There are moments though when the search ceases that you find exactly what you’re looking for.

What the Birds Are Saying

Carolina Wren Calling
Adult Carolina Wren calling for its young fledge to fly to the shelter of a shrub.

I remember my first spring when I truly listened to the birds. I was amazed at the sounds I heard. It was a true medley of birdsong that was deep and complex. To hear it you must first listen. And to really hear it–to hear the individual birds and their unique notes–you must listen carefully.

It was after that first spring when my ears where first exposed to the sounds of the woods that I realized how quiet the other seasons are. The dead of summer might as well be a ghost town after the frenzy of activity in spring. For those that listen, the silence can be disquieting.

As the years went on and the lively season of spring came and went I learned to identify more and more birds by song alone. And in doing so, I began to hear what they were saying:

“Here I Am”

For many birds, their song is one that defines territory. It says to the world, “Here I am!” In the case of the Red-Eyed Vireo, it nearly literally says this. A helpful mnemonic for identifying this bird is Here I am, Look at me, Look at me, Here I am. The Red-Eyed Vireo is a good bird to identify by song because it sings constantly. If you are in the woods in late spring or summer odds are you’ll hear this bird endlessly singing. From dawn through the hottest part of the day, the Red-Eyed Vireo lets you know that it is there by repeating its song literally hundreds and thousands of times.

“Over Here to Safety”

I watched a family of Carolina Wrens fledge last June. It was an intriguing thing to witness. Three wren fledges took their time leaping from their nest (which was about 30 feet in the air). They each struggled to find their wings for flight. They were clumsy like babies learning to crawl. They all sought refuge under a trash can. The wren parents were off in a tangle of vines and bushes calling relentlessly. “We’re over here,” I imagined them saying coaxing their young into the safety of a dense shrub.

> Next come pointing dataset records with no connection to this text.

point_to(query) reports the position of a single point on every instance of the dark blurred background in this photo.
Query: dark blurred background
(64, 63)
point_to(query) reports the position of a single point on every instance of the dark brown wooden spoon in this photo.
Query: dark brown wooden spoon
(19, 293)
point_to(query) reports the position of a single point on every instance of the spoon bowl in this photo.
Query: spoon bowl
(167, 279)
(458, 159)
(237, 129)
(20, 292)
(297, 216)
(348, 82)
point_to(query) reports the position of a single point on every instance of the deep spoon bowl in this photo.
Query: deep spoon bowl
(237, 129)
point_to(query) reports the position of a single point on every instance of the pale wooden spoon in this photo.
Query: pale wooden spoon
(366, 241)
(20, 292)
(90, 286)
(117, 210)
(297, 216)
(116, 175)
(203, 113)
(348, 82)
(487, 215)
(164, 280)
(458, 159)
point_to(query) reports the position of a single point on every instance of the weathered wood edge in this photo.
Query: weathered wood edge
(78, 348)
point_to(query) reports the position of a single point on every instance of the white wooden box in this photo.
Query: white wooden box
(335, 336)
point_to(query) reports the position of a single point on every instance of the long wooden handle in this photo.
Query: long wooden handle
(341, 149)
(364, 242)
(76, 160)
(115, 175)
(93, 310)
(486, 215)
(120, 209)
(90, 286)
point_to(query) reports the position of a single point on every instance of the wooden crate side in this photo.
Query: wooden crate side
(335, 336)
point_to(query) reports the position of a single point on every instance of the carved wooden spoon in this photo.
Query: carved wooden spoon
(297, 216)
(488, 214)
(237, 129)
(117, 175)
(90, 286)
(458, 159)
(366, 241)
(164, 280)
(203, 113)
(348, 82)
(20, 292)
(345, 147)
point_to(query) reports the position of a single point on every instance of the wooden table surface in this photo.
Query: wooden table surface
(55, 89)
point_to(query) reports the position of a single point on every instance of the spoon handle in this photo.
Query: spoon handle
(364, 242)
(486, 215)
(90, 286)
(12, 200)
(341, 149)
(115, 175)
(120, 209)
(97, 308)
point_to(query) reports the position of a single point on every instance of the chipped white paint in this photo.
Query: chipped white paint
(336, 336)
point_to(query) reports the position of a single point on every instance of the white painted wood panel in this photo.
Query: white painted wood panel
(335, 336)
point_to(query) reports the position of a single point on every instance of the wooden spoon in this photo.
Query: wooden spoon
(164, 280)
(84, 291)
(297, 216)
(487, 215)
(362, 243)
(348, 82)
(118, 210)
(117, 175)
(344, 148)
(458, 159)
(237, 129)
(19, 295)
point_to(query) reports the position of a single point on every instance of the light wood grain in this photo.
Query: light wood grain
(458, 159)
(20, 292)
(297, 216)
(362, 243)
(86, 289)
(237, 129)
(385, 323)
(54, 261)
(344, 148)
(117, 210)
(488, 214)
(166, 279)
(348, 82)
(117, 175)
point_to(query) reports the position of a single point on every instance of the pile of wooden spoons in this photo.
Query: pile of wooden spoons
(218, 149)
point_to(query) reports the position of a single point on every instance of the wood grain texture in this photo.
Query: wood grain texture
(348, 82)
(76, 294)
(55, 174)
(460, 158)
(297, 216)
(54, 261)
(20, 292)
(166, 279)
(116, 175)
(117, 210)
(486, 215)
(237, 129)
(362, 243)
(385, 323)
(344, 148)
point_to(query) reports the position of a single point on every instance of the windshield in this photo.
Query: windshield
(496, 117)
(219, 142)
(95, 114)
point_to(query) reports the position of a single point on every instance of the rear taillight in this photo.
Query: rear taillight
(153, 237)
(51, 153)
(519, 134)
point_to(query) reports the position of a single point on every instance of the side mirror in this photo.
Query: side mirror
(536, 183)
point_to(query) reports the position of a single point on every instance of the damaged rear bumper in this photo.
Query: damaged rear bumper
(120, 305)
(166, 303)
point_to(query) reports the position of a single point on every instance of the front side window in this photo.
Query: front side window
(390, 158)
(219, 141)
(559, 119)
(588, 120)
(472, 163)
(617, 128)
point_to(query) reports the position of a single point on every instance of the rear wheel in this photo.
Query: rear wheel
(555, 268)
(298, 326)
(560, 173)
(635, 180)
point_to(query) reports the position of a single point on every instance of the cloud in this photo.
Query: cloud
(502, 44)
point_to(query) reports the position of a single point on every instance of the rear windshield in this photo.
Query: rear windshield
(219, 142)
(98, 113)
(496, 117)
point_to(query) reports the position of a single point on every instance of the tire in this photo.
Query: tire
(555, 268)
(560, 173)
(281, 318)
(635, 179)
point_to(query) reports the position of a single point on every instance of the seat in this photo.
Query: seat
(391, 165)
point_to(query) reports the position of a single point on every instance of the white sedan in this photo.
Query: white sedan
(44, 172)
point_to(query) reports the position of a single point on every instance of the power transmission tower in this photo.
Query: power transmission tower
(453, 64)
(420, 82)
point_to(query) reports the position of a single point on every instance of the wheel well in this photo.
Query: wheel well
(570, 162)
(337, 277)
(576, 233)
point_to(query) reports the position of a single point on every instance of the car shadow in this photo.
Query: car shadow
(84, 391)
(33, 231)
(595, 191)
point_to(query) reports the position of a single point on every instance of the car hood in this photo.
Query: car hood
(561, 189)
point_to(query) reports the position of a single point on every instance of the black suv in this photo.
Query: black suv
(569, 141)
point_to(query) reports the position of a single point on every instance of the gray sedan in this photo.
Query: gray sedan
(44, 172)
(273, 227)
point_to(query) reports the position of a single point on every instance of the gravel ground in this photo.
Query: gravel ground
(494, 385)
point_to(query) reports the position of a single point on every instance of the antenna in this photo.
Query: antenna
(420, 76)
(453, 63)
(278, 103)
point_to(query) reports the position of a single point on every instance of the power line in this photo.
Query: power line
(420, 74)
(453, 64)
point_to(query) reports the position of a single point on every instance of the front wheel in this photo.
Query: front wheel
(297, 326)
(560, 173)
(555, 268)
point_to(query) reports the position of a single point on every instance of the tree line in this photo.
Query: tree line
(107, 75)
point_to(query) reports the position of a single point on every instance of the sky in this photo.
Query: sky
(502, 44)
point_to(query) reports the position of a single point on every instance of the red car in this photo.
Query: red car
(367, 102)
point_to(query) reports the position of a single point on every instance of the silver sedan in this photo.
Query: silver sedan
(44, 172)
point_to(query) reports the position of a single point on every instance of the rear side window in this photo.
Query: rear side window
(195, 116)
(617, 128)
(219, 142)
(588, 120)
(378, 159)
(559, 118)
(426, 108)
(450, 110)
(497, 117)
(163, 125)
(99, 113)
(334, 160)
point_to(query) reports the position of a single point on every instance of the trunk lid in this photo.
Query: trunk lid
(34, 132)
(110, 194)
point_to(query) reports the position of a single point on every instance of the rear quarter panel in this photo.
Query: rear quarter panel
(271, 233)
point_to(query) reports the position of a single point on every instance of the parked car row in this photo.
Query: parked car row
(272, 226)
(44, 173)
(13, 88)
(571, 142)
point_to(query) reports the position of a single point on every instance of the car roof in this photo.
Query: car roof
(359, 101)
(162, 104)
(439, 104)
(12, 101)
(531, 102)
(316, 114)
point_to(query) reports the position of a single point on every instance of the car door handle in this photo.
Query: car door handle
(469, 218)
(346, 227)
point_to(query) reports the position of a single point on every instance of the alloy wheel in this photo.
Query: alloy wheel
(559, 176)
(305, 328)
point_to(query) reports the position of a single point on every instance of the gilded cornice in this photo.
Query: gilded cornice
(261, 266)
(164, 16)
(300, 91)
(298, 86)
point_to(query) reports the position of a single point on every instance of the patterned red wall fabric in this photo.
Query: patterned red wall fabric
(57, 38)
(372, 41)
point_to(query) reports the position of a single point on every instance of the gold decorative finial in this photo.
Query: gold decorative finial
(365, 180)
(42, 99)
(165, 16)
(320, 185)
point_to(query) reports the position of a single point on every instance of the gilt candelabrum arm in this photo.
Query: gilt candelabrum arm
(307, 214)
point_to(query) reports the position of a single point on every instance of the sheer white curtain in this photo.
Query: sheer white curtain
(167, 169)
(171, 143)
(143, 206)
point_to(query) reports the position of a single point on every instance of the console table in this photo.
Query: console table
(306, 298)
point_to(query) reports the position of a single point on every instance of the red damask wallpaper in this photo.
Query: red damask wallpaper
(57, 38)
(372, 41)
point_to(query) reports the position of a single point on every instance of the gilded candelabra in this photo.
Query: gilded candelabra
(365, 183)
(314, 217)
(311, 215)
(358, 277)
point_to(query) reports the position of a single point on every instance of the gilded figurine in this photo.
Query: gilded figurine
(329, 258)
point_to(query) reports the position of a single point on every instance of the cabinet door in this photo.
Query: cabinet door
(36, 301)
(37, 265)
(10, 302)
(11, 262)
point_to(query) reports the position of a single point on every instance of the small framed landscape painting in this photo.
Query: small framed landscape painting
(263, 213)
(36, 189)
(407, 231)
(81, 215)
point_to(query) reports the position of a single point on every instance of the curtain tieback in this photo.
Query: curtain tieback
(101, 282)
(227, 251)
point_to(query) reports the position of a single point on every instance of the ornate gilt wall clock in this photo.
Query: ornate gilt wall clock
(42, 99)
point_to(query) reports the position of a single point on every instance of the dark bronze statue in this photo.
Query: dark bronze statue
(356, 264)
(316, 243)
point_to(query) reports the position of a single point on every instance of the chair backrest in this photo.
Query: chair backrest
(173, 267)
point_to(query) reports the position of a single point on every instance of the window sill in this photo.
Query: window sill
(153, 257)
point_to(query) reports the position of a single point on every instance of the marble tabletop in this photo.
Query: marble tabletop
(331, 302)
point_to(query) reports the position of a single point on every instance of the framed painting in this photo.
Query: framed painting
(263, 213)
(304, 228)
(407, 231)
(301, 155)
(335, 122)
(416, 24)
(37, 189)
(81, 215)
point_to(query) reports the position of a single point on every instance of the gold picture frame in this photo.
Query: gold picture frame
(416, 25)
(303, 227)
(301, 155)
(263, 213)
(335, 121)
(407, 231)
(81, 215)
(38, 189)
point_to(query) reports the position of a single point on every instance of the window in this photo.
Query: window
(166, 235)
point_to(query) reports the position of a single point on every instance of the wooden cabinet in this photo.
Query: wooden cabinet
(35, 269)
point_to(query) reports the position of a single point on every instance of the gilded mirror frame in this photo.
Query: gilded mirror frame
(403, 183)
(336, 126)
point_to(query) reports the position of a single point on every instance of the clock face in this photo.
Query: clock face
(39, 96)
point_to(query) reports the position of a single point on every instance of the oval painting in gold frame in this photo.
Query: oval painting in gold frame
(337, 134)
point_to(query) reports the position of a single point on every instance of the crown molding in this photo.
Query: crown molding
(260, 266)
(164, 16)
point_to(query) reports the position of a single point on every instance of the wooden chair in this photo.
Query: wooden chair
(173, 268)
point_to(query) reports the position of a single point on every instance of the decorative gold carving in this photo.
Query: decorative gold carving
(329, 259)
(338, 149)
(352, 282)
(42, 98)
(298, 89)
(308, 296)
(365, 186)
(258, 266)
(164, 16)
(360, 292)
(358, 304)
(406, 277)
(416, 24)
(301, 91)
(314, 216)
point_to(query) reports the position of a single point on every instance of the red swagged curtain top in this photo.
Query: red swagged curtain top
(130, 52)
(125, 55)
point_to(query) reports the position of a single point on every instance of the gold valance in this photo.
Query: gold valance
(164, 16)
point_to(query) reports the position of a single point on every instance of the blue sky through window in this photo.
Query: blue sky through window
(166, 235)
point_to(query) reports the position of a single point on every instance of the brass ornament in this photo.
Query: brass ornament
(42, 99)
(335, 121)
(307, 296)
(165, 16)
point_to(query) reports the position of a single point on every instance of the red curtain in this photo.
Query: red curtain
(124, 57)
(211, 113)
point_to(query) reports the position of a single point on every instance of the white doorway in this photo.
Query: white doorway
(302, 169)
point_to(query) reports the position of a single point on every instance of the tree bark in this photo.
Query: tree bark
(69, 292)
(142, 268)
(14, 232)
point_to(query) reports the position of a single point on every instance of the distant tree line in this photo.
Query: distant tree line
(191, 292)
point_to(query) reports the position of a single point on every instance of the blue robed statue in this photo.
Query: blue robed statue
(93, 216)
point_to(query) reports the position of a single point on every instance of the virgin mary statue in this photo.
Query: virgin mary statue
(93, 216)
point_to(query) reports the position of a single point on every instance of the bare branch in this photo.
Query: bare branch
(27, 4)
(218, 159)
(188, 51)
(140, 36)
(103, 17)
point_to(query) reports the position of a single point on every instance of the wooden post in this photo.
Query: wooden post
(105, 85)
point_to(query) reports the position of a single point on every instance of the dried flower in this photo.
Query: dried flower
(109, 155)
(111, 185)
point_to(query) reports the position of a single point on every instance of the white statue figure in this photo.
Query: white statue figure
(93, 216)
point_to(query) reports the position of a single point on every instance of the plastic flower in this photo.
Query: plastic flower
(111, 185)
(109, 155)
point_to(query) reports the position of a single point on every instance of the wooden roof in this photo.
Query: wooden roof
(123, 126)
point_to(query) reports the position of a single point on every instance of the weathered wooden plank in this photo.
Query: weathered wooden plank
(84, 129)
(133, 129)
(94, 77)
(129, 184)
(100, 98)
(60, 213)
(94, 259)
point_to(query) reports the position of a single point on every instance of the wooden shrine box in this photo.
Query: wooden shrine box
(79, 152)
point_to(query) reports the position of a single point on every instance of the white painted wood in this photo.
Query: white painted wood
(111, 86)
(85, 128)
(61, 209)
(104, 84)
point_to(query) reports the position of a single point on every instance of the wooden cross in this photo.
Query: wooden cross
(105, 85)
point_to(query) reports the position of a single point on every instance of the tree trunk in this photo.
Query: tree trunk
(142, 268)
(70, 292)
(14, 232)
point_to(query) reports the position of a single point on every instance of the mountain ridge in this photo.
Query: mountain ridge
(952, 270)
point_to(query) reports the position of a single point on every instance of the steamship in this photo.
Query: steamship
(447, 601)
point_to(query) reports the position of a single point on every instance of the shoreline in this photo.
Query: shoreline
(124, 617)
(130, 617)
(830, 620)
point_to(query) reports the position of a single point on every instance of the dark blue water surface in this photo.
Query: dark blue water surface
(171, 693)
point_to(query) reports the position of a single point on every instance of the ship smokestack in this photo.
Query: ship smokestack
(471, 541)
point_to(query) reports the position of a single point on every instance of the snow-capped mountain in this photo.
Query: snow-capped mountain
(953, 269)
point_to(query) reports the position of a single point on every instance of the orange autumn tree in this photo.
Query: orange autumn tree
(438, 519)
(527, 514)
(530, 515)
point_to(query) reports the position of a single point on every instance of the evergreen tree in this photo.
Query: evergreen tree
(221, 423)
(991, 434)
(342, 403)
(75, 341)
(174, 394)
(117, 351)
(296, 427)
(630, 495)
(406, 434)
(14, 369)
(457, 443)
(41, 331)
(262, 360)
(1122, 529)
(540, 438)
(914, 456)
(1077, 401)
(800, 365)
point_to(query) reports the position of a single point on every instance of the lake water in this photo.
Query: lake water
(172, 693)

“This is My Love Song to You”

In spring, it is the warblers mainly that are known for their love songs–songs meant to attract a mate, as well as, establish a territory. The complexity of these songs vary from each specie. Some are simple and fleeting, others are melodic and flowing. These songs are the basis for every mating pair of warblers in spring. First the song, then the nest, then the nestlings. I’ve heard it said that every song is a love song, perhaps the same is true for birds.

“Cheer Up”

Some days I walk home from work feeling defeated. The stress has gotten to me and I’ve become trapped in the cycle of days defined only by work and sleep. On these walks I pass under enormous oaks and elm that provide a canopy for the neighborhood. Sometimes there are American Robin in these trees and they are singing, “Cheer Up, Cheerily, Cheerily, Cheer Up.” This is in fact, the mnemonic used to identify these birds. And in fact, it’s the exact thing I need to hear in those moments.

There are many other songs and sayings that are projected from those tiny feathered bodies hidden amongst the greenery of our lives. But to understand what the birds are saying, you first have to listen.

The Old Man and the Trees

Hooded Warbler
Hooded Warbler

I met a man who looked like Ernest Hemingway.

He was out-and-about picking up trash as part of the local bird club and I joined him.

Together we walked the park, garbage bags and litter-pickers in hand.

He spoke often and in good spirits. He told me about aging and nature, the number of edible plants within the woods, and to be weary of what the damn government might want to take from me.

He went on and I listened.

At one point he paused and looked deep into the trees. There was a bird singing just beyond sight.  

He turned with a big grin on his white-bearded face.

“That there is a hooded warbler,” he said.

I was dumbfounded. “How can you tell?” I asked.

“Aww, you know,” he replied, “I’ve just been listening for 50 years.”